L'Ordre des ingénieurs du Québec (OIQ) se dit «extrêmement satisfait de savoir que la commission Charbonneau disposera de tous les pouvoirs qu'une commission doit avoir», affirme sa présidente Maud Cohen. L'organisme règlemente l'exercice des 60 000 ingénieurs québécois.

«Si on ne lui avait pas donné tous les pouvoirs dont elle a besoin pour remplir son mandat, il y aurait eu probablement des endroits où la commissaire aurait rencontré des obstacles. Des personnes n'auraient pas voulu témoigner», observe Mme Cohen.

Avant l'annonce du gouvernement de doter la commission Charbonneau des pouvoirs d'une commission d'enquête, l'OIQ se disait déjà satisfait du mandat et de la commissaire nommée, France Charbonneau.

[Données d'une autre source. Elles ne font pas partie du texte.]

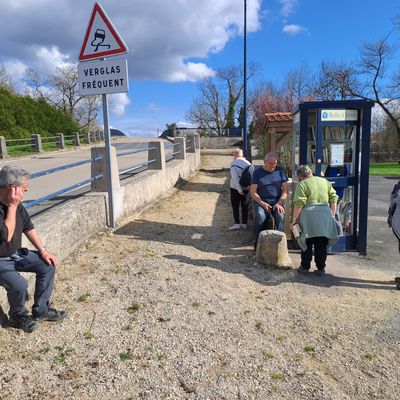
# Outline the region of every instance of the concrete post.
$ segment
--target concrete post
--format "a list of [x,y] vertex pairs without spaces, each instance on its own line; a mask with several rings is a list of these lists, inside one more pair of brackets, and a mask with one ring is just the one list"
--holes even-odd
[[90,144],[90,134],[89,134],[89,133],[84,133],[83,135],[84,135],[83,141],[84,141],[86,144]]
[[0,136],[0,158],[8,158],[7,143],[4,136]]
[[150,163],[148,169],[161,169],[165,170],[165,149],[163,142],[149,142],[148,161]]
[[193,133],[194,138],[194,148],[196,151],[200,150],[200,135],[198,133]]
[[81,141],[79,139],[79,133],[78,132],[72,132],[72,144],[75,146],[80,146]]
[[65,149],[65,140],[64,140],[64,134],[63,133],[56,133],[57,139],[56,139],[56,145],[59,149]]
[[40,135],[32,135],[32,151],[35,153],[42,153],[42,137]]
[[174,155],[175,160],[184,160],[186,158],[186,146],[184,137],[174,138],[174,153],[179,151],[178,154]]
[[[91,183],[92,192],[107,192],[107,166],[106,166],[106,148],[105,147],[92,147],[91,149],[91,157],[102,157],[99,161],[92,161],[91,164],[91,172],[92,178],[97,175],[103,175],[101,179],[93,181]],[[113,175],[113,182],[115,183],[114,189],[120,188],[119,182],[119,173],[118,173],[118,161],[117,161],[117,152],[114,146],[111,146],[111,173]]]
[[195,153],[196,152],[196,146],[194,142],[194,136],[193,135],[188,135],[186,136],[186,139],[188,140],[187,144],[187,153]]
[[90,132],[89,138],[91,142],[96,142],[96,132]]

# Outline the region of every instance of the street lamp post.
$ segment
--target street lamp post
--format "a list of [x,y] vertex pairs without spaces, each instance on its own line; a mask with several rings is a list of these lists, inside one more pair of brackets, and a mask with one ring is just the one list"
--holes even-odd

Mais l'Ordre regrettait les pouvoirs limités de la commission d'enquête sur le secteur de la construction. «Nous étions inquiets de l'absence d'obligation de témoigner, précise Mme Cohen. Qui irait témoigner s'il n'est pas contraint à le faire, ou s'il n'a pas la garantie que son témoignage ne va pas se retourner contre lui?» demande-t-elle.

L'annonce du gouvernement change la donne. «Je suis convaincue qu'on va être en mesure d'avoir les résultats qu'on peut souhaiter, dit Maud Cohen. Cela permettra de faire la lumière sur une situation qui est inacceptable.»

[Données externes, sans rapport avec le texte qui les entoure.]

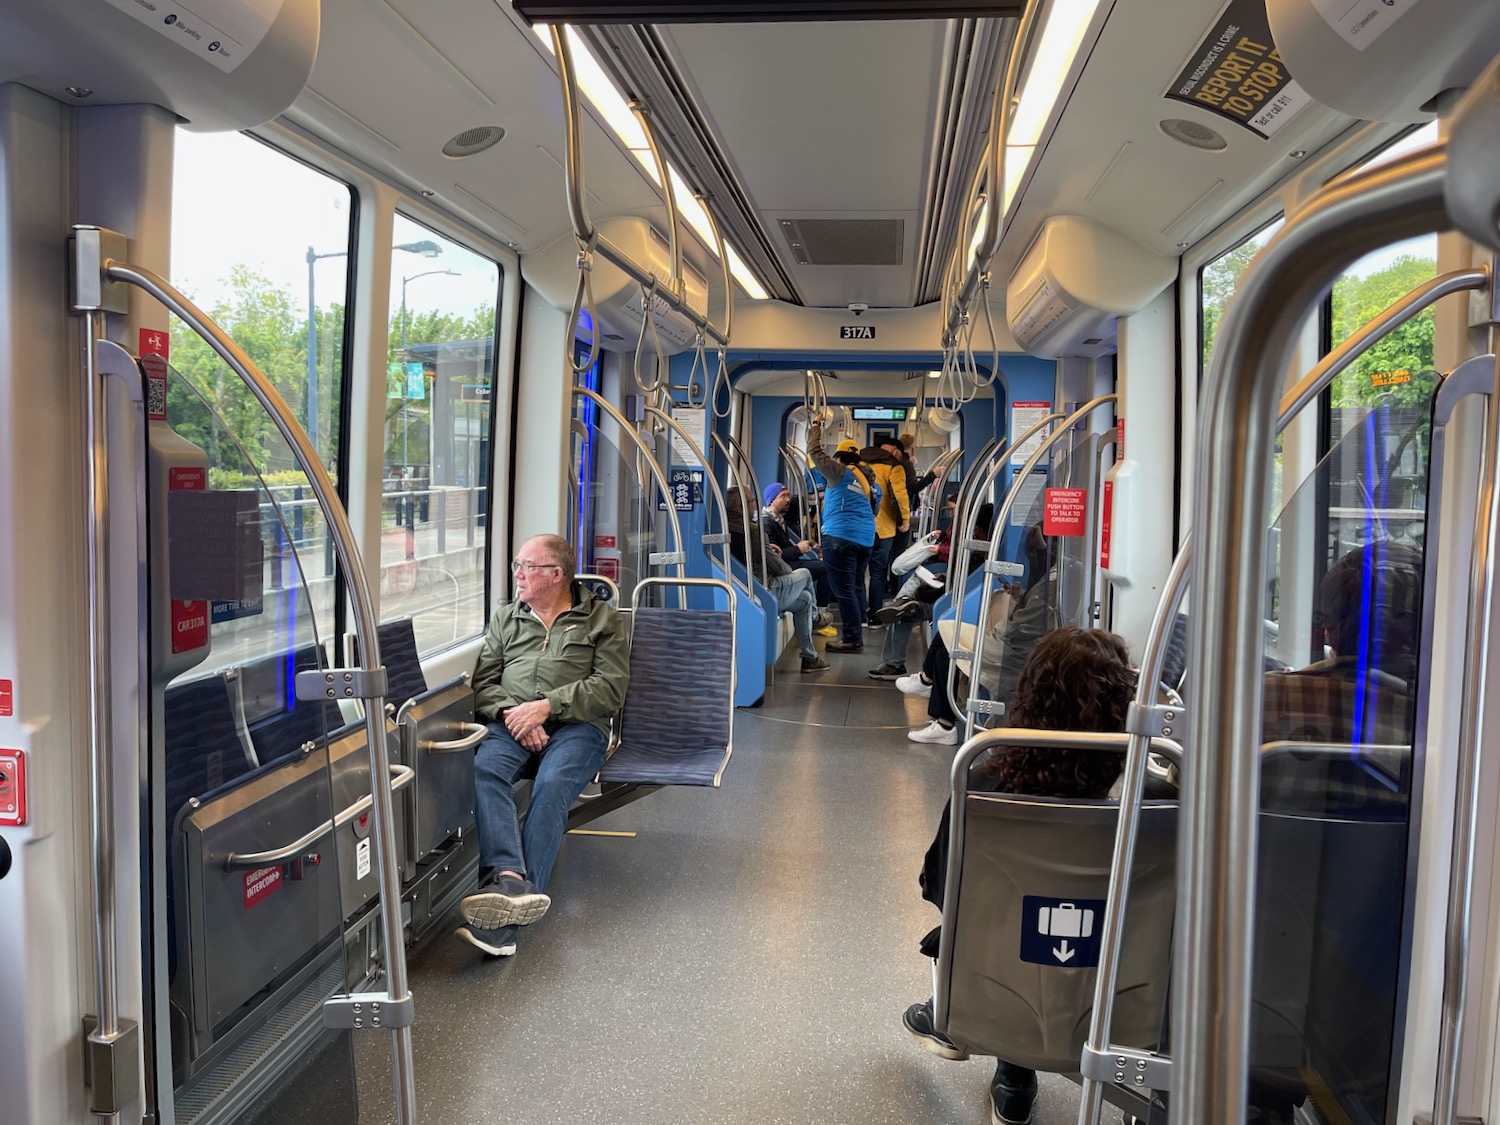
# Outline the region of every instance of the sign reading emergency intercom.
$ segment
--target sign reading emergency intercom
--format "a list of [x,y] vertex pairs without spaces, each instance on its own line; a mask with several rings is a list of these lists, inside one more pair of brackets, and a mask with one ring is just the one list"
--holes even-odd
[[1266,0],[1232,0],[1189,56],[1166,96],[1266,138],[1275,136],[1312,102],[1271,40]]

Devant la commission Charbonneau, l'OIQ compte jouer le même rôle que devant la commission Johnson, qui avait enquêté sur l'effondrement du viaduc de la Concorde. «Huit de nos neuf recommandations avaient été reçues, se félicite la présidente de l'OIQ. Nous sommes prêts à donner toute notre collaboration à la commission.»

L'Ordre encouragera ses membres à se présenter devant la commission, précise-t-elle.

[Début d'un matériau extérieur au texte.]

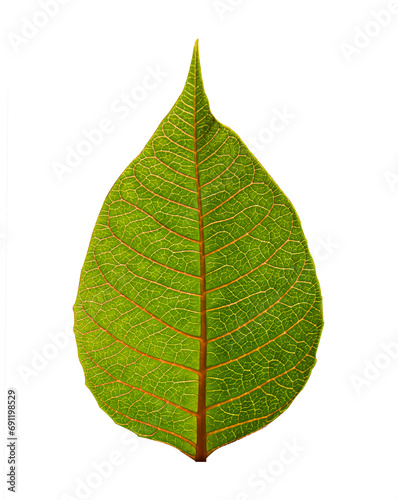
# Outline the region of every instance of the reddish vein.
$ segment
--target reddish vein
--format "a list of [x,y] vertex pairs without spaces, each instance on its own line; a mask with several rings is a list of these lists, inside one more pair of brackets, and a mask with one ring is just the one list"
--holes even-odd
[[206,462],[206,358],[207,358],[207,331],[206,331],[206,268],[205,268],[205,245],[203,233],[203,212],[200,195],[199,163],[197,148],[197,122],[196,122],[196,75],[197,58],[195,59],[194,73],[194,158],[196,186],[198,196],[199,215],[199,254],[200,254],[200,361],[199,361],[199,389],[198,389],[198,416],[197,416],[197,439],[196,439],[196,461]]
[[[92,358],[90,356],[90,353],[89,351],[87,351],[87,349],[84,347],[84,344],[83,344],[83,335],[82,335],[82,338],[80,340],[80,344],[81,344],[81,347],[82,349],[84,350],[84,352],[86,353],[87,357],[90,358],[91,362],[97,367],[99,368],[102,372],[106,373],[112,380],[114,380],[115,383],[118,383],[118,384],[122,384],[122,385],[125,385],[126,387],[130,387],[131,390],[134,390],[134,391],[139,391],[139,392],[142,392],[143,394],[146,394],[147,396],[151,396],[153,398],[156,398],[156,399],[159,399],[160,401],[163,401],[164,403],[167,403],[169,405],[172,405],[174,406],[175,408],[178,408],[179,410],[182,410],[186,413],[190,413],[191,415],[196,415],[195,412],[191,411],[191,410],[188,410],[188,408],[184,408],[183,406],[177,404],[177,403],[173,403],[172,401],[170,401],[169,399],[165,399],[165,398],[162,398],[161,396],[158,396],[156,394],[153,394],[152,392],[148,392],[148,391],[145,391],[144,389],[142,389],[141,387],[135,387],[134,385],[131,385],[131,384],[128,384],[127,382],[124,382],[123,380],[120,380],[116,377],[114,377],[110,372],[108,372],[108,370],[105,370],[105,368],[101,365],[99,365],[95,360],[94,358]],[[93,382],[92,382],[93,386],[95,388],[97,387],[100,387],[100,385],[95,385]],[[130,392],[130,391],[129,391]],[[181,437],[181,439],[183,439]],[[193,444],[193,443],[192,443]]]
[[[172,361],[166,361],[165,359],[161,359],[161,358],[157,358],[156,356],[151,356],[150,354],[147,354],[145,352],[142,352],[142,351],[139,351],[138,349],[136,349],[135,347],[133,347],[132,345],[130,344],[127,344],[126,342],[124,342],[123,340],[115,337],[115,335],[113,335],[110,331],[108,331],[106,328],[103,328],[99,323],[97,323],[95,321],[94,318],[92,318],[88,312],[84,309],[84,306],[82,306],[82,311],[84,312],[84,314],[87,316],[87,318],[89,318],[95,325],[98,326],[98,328],[100,330],[102,330],[104,333],[106,333],[107,335],[109,335],[110,337],[112,337],[113,339],[115,339],[116,342],[118,342],[119,344],[122,344],[124,345],[124,347],[127,347],[128,349],[131,349],[132,351],[136,352],[137,354],[139,354],[140,356],[144,356],[145,358],[150,358],[150,359],[153,359],[154,361],[157,361],[158,363],[163,363],[163,364],[167,364],[167,365],[170,365],[170,366],[175,366],[177,368],[181,368],[183,370],[188,370],[189,372],[192,372],[192,373],[198,373],[197,370],[195,370],[194,368],[190,368],[188,366],[184,366],[184,365],[180,365],[179,363],[173,363]],[[85,333],[82,333],[82,335],[86,335],[87,333],[91,333],[91,332],[85,332]],[[104,348],[102,348],[104,349]]]
[[159,323],[162,323],[162,325],[166,326],[167,328],[170,328],[170,330],[173,330],[175,331],[176,333],[179,333],[181,335],[184,335],[184,337],[189,337],[191,339],[195,339],[197,340],[198,337],[196,337],[196,335],[190,335],[189,333],[185,333],[181,330],[178,330],[178,328],[175,328],[174,326],[171,326],[169,325],[168,323],[166,323],[165,321],[163,321],[162,319],[158,318],[157,316],[155,316],[154,314],[152,314],[150,311],[148,311],[148,309],[145,309],[145,307],[142,307],[140,306],[137,302],[134,302],[134,300],[130,299],[129,297],[127,297],[127,295],[124,295],[124,293],[122,293],[120,290],[118,290],[116,287],[114,287],[112,285],[112,283],[106,279],[104,273],[102,272],[99,264],[98,264],[98,261],[97,261],[97,258],[95,256],[95,248],[93,250],[93,257],[94,257],[94,262],[95,262],[95,265],[97,266],[97,269],[99,271],[99,273],[101,274],[103,280],[105,281],[105,283],[110,286],[118,295],[120,295],[121,297],[124,297],[126,300],[128,300],[129,302],[131,302],[133,305],[135,305],[136,307],[138,307],[138,309],[141,309],[141,311],[143,311],[144,313],[148,314],[149,316],[151,316],[153,319],[156,319],[157,321],[159,321]]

L'AICQ fera de la pédagogie

L'Association des ingénieurs-conseils du Québec (AICQ) accueille aussi favorablement la décision du gouvernement d'accorder davantage de pouvoirs à la commission d'enquête sur le secteur de la construction. «On a toujours considéré que c'était au gouvernement d'utiliser les bons outils au bon moment pour faire la lumière», affirme sa PDG, Johanne Desrochers.

L'organisme compte sur la commission Charbonneau pour «expliquer les choses», selon Mme Desrochers. L'AICQ représente une quarantaine de firmes d'ingénierie issues de différents secteurs d'activité.

Les allégations sur la collusion dans le secteur de la construction ont conduit à généraliser les problèmes, croit Mme Desrochers. «Une telle commission va créer de l'espace pour faire de la pédagogie et pour faire la part des choses, explique-t-elle. Le secteur a la chance de pouvoir expliquer et de corriger le tir sur les perceptions que certains pourraient avoir.»

La présidente de l'AICQ regrette ce qu'elle appelle du sensationnalisme. «On a trop généralisé. Ça fait du tort, c'est certain. [...] Les gens du milieu ne se reconnaissent pas dans ce qu'ils lisent», affirme-t-elle.

L'AICQ se présentera donc devant la commission Charbonneau, peut-être en soumettant un mémoire, indique Mme Desrochers. «Notre préoccupation est que la commissaire soit entourée de ressources techniques suffisantes pour comprendre quelles sont les meilleures pratiques en matière d'octroi de contrats», dit-elle.

La présidente de l'AICQ souhaite «corriger les perceptions» en montrant la réalité des pratiques. «Au Québec, dès qu'il y a un changement dans le budget d'un projet, on dit que c'est un extra, et qu'il doit y avoir une fraude. Mais la réalité d'un projet c'est d'avoir sans cesse à faire des changements», explique-t-elle.

Avant que la commission Charbonneau n'obtienne les pleins pouvoirs, l'AICQ applaudissait la volonté du premier ministre de la soustraire à la Loi sur les commissions d'enquête. «Nous sommes satisfaits du souci de vouloir protéger la preuve judiciaire», affirmait Mme Desrochers.